Darum tun auch die Tschechen gut daran, mit ihrem immerhin vom Volk gewollten Chaospräsidenten Zeman zurechtzukommen. Tschechiens Nationalheld, ein braver Soldat namens Schwejk, hat in der Literatur vorgemacht, dass man stumpfsinnige Amtsträger sich am besten selbst entzaubern lässt. Zeman, dem eine Zeitung bereits den psychischen und physischen Ruin durch Alkohol attestierte, lässt ohnehin nicht locker.
Rechtzeitig zum Jahresschluss tönte der wild gewordene Präsident in einem Interview, Tschechien werde an demjenigen Tag der Europäischen Währungsunion beitreten, an dem Griechenland endlich herausfliegt. Die beleidigte Heimholung des griechischen Botschafters aus Prag war umgehend die Folge – als müssten nicht gerade die Griechen, die selbst in politischem Grobianismus nicht zimperlich sind, einen harten Spruch vertragen können.
Hier kommen wir zum durchaus belebenden Element staatspolitischer Geisterfahrer im geregelten Straßenverkehr der Diplomatie. Ein beratungsresistenter Präsident wie Miloš Zeman mag sich an keine Etikette halten, aber immerhin spricht er dabei tabuisierte Themen an, die von seinen Kollegen lieber ängstlich verdrängt werden. Wenn alle Verantwortlichen wider besseres Wissen von einer Gesundung der griechischen Wirtschaft schwadronieren, dann wirkt Zemans Lapsus zu den Pleitegriechen fast schon wohltuend.

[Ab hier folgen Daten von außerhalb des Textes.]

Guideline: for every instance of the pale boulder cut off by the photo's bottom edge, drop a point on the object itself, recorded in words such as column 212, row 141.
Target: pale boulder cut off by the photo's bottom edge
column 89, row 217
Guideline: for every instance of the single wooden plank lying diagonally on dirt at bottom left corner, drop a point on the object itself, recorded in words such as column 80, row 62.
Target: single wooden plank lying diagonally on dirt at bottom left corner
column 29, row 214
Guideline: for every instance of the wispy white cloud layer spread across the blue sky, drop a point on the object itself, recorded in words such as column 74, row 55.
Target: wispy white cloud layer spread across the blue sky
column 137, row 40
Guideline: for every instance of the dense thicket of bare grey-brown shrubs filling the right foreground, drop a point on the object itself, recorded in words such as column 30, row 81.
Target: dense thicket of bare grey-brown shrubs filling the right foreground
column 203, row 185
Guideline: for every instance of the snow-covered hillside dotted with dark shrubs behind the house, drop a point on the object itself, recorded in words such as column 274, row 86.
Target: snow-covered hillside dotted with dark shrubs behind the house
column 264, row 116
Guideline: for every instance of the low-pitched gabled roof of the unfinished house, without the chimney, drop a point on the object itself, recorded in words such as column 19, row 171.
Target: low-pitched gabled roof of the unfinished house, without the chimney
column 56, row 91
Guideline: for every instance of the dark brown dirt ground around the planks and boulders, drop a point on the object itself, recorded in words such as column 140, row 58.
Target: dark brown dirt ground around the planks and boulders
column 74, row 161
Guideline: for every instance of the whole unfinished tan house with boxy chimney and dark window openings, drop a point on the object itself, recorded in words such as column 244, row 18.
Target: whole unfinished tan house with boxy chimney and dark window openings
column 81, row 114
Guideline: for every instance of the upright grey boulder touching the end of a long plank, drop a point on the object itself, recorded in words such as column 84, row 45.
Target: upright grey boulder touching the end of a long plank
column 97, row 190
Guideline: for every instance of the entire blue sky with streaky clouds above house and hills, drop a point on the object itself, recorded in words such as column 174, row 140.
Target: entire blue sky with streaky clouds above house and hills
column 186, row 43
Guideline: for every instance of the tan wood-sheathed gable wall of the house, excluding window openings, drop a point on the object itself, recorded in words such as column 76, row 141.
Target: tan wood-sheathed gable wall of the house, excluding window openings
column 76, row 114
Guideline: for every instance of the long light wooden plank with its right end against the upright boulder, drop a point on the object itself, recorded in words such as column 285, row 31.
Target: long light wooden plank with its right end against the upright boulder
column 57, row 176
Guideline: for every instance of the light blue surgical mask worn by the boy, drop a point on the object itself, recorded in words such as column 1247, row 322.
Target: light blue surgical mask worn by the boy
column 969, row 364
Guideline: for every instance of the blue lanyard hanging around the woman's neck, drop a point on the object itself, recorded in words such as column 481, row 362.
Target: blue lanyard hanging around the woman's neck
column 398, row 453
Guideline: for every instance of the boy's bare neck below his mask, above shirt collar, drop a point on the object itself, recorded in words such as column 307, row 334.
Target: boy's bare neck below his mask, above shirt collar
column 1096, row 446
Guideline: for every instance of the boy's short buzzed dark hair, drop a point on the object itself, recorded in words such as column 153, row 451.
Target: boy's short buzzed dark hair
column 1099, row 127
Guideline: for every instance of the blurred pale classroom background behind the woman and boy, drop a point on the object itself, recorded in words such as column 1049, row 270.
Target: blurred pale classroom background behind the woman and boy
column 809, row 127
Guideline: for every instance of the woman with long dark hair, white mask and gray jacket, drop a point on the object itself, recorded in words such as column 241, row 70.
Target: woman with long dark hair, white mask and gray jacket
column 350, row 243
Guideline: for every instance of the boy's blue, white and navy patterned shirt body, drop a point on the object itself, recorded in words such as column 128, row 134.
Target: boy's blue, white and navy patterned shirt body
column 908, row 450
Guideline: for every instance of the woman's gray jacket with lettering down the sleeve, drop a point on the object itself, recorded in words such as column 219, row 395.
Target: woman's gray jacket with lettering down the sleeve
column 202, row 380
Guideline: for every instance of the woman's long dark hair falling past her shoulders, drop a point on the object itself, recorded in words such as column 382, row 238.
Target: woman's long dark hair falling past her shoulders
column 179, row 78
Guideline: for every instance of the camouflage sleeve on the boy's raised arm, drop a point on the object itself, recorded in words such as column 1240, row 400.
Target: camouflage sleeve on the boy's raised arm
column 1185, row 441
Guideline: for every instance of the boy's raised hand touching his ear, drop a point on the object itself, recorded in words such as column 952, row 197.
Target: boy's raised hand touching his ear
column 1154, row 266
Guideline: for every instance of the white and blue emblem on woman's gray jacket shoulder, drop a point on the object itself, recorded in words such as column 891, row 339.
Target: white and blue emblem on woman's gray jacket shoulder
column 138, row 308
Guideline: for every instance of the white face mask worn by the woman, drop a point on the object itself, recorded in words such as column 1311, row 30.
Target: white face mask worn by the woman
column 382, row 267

Solche Figuren müssen wir aushalten
Und wenn der Präsident einer europäischen Nation die Flüchtlingskrise nun gerade nicht als humanitäre und ökonomische Chance schönredet, sondern als finstere Verschwörung und Invasion schildert, dann drückt er damit die Meinung von Millionen Europäern aus, die sich vom Diskurs sonst ausgeschlossen fühlen. Diesen Dissens muss jede Demokratie abbilden und verkraften können.
“Populismus” heißt Zemans Gebaren in der deutschen Öffentlichkeit. Populär wollen alle Politiker sein, aber bloß nicht populistisch. Damit haben sie recht, denn Brachialvorschläge à la Trump und Zeman bieten im Regierungsgeschäft keine praktikablen Lösungen. Doch heißt das auch, dass alle Polemik und Provokation aus dem öffentlichen Sprechen ausgemerzt gehört? Auch unliebsame Meinungen gehören schließlich zur Demokratie, ja gerade sie sind das Salz in der faden Buchstabensuppe des politischen Einerleis.
Ein Populist wie Zeman führt uns die Gefahr der politischen Langeweile vor. Wenn nämlich wie in Deutschland alle Amtsträger angstvoll das abgesteckte sprachliche Terrain sondieren, wenn in den Talkshows nurmehr ein handverlesenes Grüppchen immer gleicher Wohlmeinender dieselben Floskeln von sich gibt, wenn irgendwann nur noch lächelnde Versicherungsvertreter als Politiker taugen, wenn Denken und Gebaren abseits vom Mainstream den Sonderlingen überlassen bleibt, dann wird die Demokratie irgendwann fade. Und dann ist die Konjunktur der Populisten wahrhaftig keine Überraschung mehr.